Milli Basın'ın bizzat kendisi olan Yerel Basın'ın; bu sahte gündemlerle asla meşgul olmayarak iktidarı ve muhalefetiyle meclisi çok dikkatle izleyip, millet adına gerekeni yapmak görevi iyice belirginleşti.
İktidarın; kendi aralarında istediği gibi "çelik-çomak" oynattığı, kartel basınında olanlar, sadece "dolma kalemler"i ve onlara parayla istediklerini yazdıran medya patronlarını ilgilendirir.Neresinden bakarlarsa birazda iktidar ve muhalefetiyle siyasileri...

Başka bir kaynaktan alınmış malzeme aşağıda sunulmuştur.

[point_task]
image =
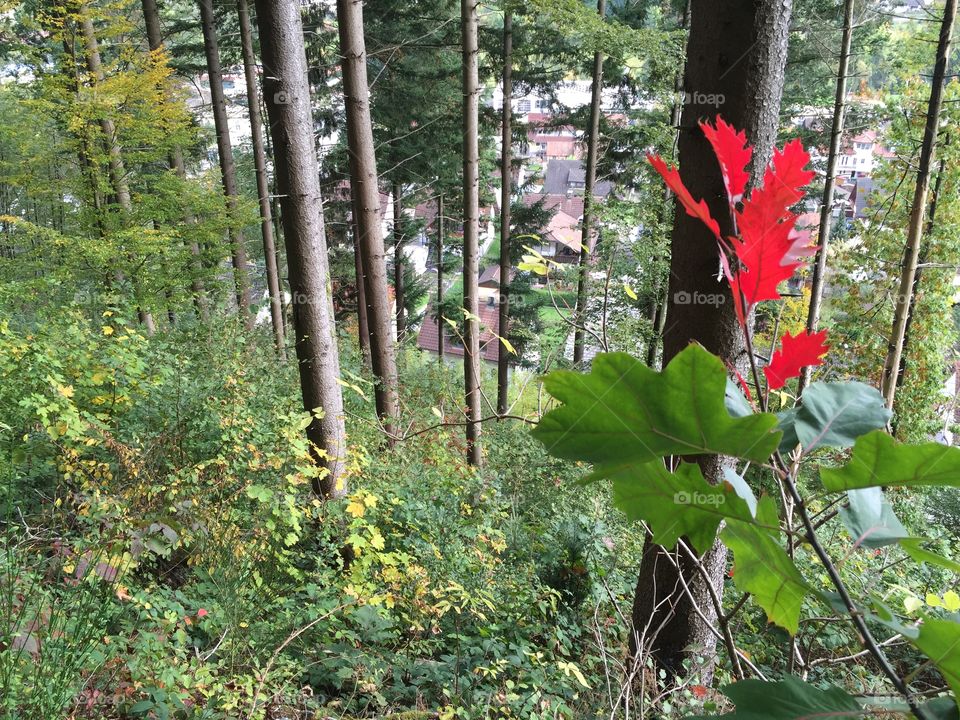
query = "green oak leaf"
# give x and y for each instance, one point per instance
(880, 461)
(763, 568)
(787, 699)
(833, 415)
(870, 520)
(676, 504)
(624, 412)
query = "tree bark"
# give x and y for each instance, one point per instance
(151, 19)
(826, 208)
(263, 182)
(117, 169)
(225, 151)
(915, 228)
(593, 136)
(471, 226)
(398, 262)
(440, 231)
(298, 184)
(365, 192)
(751, 85)
(506, 180)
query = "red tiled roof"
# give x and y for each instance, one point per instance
(489, 328)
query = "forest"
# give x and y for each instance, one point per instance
(438, 360)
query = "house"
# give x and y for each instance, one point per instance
(428, 338)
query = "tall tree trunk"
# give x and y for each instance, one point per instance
(365, 192)
(593, 136)
(658, 318)
(263, 182)
(298, 184)
(225, 151)
(398, 264)
(118, 171)
(440, 231)
(471, 226)
(918, 210)
(363, 315)
(751, 85)
(506, 181)
(921, 260)
(826, 208)
(151, 18)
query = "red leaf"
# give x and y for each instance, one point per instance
(796, 352)
(769, 248)
(693, 208)
(733, 154)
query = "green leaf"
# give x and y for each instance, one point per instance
(880, 461)
(870, 520)
(836, 414)
(623, 412)
(914, 548)
(788, 699)
(762, 568)
(676, 504)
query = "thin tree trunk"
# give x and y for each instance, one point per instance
(118, 172)
(398, 262)
(918, 210)
(471, 226)
(225, 151)
(363, 323)
(365, 192)
(506, 179)
(826, 208)
(263, 183)
(658, 318)
(593, 133)
(921, 260)
(151, 19)
(665, 622)
(440, 231)
(298, 184)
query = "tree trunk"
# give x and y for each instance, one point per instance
(440, 231)
(918, 210)
(118, 172)
(471, 226)
(298, 184)
(826, 208)
(921, 260)
(593, 136)
(151, 18)
(225, 151)
(506, 179)
(365, 192)
(263, 183)
(363, 315)
(398, 262)
(751, 85)
(658, 318)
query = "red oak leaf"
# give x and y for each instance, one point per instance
(694, 208)
(769, 248)
(733, 154)
(796, 352)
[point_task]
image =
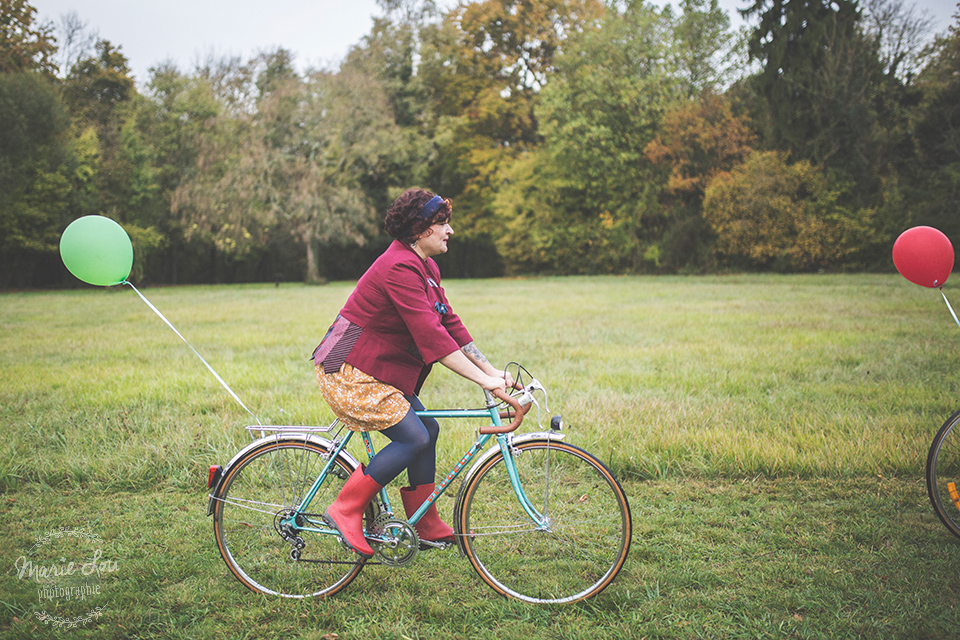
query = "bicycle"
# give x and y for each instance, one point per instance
(943, 474)
(540, 520)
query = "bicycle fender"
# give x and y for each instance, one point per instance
(292, 437)
(545, 436)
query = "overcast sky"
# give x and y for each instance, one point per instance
(318, 32)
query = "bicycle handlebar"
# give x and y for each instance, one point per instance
(521, 411)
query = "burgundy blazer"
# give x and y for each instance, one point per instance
(396, 323)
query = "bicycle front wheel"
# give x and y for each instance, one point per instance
(258, 493)
(581, 542)
(943, 474)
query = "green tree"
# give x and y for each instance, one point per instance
(599, 111)
(25, 45)
(486, 67)
(697, 141)
(817, 80)
(36, 164)
(118, 178)
(295, 163)
(937, 135)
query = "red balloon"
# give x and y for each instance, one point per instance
(924, 256)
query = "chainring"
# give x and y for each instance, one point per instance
(398, 544)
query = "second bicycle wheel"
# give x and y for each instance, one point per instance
(583, 542)
(256, 494)
(943, 474)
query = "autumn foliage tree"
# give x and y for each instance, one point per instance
(770, 214)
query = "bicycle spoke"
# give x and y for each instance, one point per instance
(586, 534)
(253, 513)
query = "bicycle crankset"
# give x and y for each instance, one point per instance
(395, 540)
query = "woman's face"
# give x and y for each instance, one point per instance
(433, 241)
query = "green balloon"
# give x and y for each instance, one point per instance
(97, 250)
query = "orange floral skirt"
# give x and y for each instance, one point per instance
(362, 402)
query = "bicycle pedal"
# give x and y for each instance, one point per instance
(426, 545)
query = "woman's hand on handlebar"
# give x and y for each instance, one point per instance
(494, 383)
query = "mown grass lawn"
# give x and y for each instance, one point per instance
(770, 432)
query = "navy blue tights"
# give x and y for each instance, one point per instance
(413, 446)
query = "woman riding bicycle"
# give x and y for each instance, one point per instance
(374, 359)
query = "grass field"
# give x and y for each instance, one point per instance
(770, 432)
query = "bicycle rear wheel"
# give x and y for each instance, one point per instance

Bir yerel yürek olarak, istemesem de meslektaş olduğum Emin Çölaşan'a geçmiş olsun demeyeceğim. Yeni yerinde ve yeni görevinde tebrik edecek, yeni patronundan alacağı bereketli maaşını, ağız tadıyla yemesini temenni edeceğim...
Haydi Yerel basın, haydi Milli basın, görev başına!...
Bu "çelik-çomak" oyununa seyirci bile olmayalım...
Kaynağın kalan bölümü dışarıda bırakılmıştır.